LeCun advocates for "world models" — architectures that understand physical reality, causality, and common sense rather than pattern-matching text sequences. His JEPA (Joint Embedding Predictive Architecture) framework is Meta's contrarian bet: a fundamentally different path to AGI that doesn't rely on next-token prediction. V-JEPA for video understanding. I-JEPA for images. Research papers showing theoretical promise, but no consumer product anyone actually uses.
This creates a delicious internal contradiction. Meta's commercial AI stack — the stuff generating headlines and user metrics — runs on the precise transformer architecture LeCun publicly calls a dead end for superintelligence. The company is simultaneously betting billions on and against its own roadmap. It's the R&D equivalent of ordering the keto plate and the chocolate cake.
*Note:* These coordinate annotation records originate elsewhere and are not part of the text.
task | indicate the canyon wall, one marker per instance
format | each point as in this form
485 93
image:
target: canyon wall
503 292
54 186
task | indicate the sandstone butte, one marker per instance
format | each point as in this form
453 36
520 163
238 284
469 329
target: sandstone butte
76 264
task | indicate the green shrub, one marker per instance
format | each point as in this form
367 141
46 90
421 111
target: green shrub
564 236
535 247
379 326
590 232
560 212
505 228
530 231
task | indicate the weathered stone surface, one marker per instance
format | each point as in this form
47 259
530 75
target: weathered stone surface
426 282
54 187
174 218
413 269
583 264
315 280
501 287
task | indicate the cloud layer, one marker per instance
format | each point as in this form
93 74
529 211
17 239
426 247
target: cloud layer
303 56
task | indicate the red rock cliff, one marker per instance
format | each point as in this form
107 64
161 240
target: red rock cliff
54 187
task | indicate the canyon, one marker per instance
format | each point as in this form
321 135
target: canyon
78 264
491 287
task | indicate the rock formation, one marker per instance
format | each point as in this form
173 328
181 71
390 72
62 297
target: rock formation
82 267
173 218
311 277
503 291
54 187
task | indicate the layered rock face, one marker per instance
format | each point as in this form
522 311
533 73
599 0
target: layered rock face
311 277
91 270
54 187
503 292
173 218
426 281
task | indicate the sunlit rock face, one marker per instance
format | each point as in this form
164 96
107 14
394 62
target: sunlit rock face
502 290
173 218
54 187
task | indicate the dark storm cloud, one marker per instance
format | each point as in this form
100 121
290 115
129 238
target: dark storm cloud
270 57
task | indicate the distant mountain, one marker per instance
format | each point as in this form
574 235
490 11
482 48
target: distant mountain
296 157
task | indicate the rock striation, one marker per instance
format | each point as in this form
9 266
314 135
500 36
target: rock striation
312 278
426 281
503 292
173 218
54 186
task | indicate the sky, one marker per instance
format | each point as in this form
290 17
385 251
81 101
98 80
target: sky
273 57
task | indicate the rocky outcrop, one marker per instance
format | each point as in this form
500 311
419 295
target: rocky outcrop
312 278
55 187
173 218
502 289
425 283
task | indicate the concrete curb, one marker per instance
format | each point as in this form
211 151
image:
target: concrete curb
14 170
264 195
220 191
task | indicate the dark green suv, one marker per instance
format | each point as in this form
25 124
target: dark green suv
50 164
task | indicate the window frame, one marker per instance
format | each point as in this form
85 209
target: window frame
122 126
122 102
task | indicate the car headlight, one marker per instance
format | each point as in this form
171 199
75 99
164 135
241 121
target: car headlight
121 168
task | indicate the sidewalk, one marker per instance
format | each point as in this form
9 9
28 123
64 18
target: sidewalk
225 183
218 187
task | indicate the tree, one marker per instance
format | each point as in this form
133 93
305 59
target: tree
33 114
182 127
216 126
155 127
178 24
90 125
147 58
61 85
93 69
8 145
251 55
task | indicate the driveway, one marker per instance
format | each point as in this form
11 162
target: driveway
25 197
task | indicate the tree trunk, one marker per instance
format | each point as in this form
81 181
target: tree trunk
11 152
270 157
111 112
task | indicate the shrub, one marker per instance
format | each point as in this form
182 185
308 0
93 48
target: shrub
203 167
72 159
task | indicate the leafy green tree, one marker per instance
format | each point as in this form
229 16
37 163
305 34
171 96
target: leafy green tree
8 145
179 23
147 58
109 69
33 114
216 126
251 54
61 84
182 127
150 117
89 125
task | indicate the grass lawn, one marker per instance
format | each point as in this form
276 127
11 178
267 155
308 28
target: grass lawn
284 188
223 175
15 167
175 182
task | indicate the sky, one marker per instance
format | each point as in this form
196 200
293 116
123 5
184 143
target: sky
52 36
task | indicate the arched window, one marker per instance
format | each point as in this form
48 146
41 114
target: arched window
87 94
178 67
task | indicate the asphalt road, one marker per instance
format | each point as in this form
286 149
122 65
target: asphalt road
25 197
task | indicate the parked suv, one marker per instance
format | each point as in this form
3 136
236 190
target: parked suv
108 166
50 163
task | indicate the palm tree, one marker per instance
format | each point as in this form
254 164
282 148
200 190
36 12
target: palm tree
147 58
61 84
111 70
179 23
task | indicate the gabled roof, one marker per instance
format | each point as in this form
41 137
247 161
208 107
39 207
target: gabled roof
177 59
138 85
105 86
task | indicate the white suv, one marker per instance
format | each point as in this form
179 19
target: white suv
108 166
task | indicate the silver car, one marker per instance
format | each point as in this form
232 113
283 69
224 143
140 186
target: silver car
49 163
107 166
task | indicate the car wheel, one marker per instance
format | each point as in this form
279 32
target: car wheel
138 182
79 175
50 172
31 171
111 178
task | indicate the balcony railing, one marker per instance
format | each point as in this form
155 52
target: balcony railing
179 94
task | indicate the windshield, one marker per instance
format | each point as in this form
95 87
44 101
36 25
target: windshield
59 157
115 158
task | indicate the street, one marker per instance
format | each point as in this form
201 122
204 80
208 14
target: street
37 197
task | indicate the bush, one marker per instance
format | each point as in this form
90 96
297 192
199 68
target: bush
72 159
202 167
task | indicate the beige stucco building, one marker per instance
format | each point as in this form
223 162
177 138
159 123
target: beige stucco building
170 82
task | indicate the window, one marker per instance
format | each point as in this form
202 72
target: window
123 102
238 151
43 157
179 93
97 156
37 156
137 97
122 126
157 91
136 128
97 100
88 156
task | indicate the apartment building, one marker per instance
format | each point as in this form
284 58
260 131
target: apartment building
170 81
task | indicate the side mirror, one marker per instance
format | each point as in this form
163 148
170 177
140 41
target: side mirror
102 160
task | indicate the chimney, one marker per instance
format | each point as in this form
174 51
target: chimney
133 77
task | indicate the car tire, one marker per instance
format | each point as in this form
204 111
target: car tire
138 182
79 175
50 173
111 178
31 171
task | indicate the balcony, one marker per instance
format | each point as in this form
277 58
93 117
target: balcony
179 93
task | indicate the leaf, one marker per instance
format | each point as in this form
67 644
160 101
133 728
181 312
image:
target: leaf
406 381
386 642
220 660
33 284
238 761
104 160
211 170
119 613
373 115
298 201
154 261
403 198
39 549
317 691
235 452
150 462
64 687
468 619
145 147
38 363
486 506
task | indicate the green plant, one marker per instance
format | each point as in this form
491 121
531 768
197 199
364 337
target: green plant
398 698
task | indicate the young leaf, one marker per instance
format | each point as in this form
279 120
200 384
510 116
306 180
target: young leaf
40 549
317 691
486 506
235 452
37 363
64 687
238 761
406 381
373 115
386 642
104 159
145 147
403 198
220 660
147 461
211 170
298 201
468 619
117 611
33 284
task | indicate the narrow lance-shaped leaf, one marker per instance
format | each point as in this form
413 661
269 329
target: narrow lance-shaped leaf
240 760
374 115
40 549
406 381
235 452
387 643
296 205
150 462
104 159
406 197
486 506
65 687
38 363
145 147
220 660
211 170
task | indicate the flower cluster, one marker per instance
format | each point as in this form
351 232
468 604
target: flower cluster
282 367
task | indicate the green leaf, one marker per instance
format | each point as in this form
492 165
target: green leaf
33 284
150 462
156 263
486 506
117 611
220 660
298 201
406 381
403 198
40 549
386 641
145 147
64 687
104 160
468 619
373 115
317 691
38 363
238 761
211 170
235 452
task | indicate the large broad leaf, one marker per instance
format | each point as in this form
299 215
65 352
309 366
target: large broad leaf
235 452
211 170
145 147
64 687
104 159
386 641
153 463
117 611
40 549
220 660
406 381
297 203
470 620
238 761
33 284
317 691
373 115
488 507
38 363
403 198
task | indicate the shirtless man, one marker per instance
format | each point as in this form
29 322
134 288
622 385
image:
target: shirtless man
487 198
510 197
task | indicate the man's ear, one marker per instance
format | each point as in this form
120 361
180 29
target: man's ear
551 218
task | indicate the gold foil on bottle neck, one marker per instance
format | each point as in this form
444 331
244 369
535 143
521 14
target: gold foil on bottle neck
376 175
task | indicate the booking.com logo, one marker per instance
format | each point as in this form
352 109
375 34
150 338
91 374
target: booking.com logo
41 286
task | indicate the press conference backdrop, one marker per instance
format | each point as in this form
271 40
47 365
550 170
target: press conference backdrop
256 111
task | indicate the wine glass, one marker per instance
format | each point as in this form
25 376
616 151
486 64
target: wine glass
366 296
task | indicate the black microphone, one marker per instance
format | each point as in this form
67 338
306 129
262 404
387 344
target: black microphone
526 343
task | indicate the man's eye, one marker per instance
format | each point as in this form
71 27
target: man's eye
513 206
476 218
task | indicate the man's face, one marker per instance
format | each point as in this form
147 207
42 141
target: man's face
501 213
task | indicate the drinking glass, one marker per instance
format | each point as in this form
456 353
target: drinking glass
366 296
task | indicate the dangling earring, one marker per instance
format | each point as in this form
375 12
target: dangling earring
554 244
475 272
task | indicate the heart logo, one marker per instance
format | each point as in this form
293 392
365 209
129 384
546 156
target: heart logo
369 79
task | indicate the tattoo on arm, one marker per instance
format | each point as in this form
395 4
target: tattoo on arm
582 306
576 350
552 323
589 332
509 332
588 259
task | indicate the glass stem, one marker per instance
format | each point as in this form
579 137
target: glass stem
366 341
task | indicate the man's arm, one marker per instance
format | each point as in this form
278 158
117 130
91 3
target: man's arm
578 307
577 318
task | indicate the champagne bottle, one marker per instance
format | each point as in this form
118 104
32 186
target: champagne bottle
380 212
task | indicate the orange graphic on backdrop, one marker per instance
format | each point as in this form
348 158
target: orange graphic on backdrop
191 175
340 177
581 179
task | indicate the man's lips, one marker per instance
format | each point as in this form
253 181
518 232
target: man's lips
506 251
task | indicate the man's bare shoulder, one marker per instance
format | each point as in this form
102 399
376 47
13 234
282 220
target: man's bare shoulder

SemiAnalysis's analysis implies Meta is straddling: pouring resources into the LLM pipeline because it ships products today, while funding LeCun's alternatives because they might matter tomorrow. Hedging at planetary scale.
THE SCORECARD
One year into the superintelligence pivot:
Working: Open-source is genuinely disruptive. Llama changed the industry conversation. Compute capacity is world-class. Distribution through Meta's apps is unmatched.
Not working: No clear bridge from "very good language model" to "superintelligence." LeCun's world models remain academic. Revenue model beyond advertising is unclear. The assistant's 500M users haven't translated to a must-use product the way ChatGPT has.
The existential question: Is Zuckerberg building superintelligence, or building the narrative of building superintelligence? One reshapes civilization. The other moves the stock price. Both cost $100 billion.
But underestimate Zuckerberg at your peril. He out-waited Snapchat. He cloned TikTok with Reels and survived. He burned $50+ billion on Reality Labs and emerged with infrastructure now relevant for spatial AI computing. The metaverse didn't work, but the VR headset line became unexpectedly useful for AI research visualization and developer tools.
Superintelligence might follow the same arc: the destination proves illusory, but the infrastructure built in its pursuit — the GPU clusters, the data centers, the open-source ecosystem, the talent pipeline — accrues real value regardless.
Zuck might not build God. But he's building the cathedral. And either way, Nvidia shareholders are sending thank-you cards.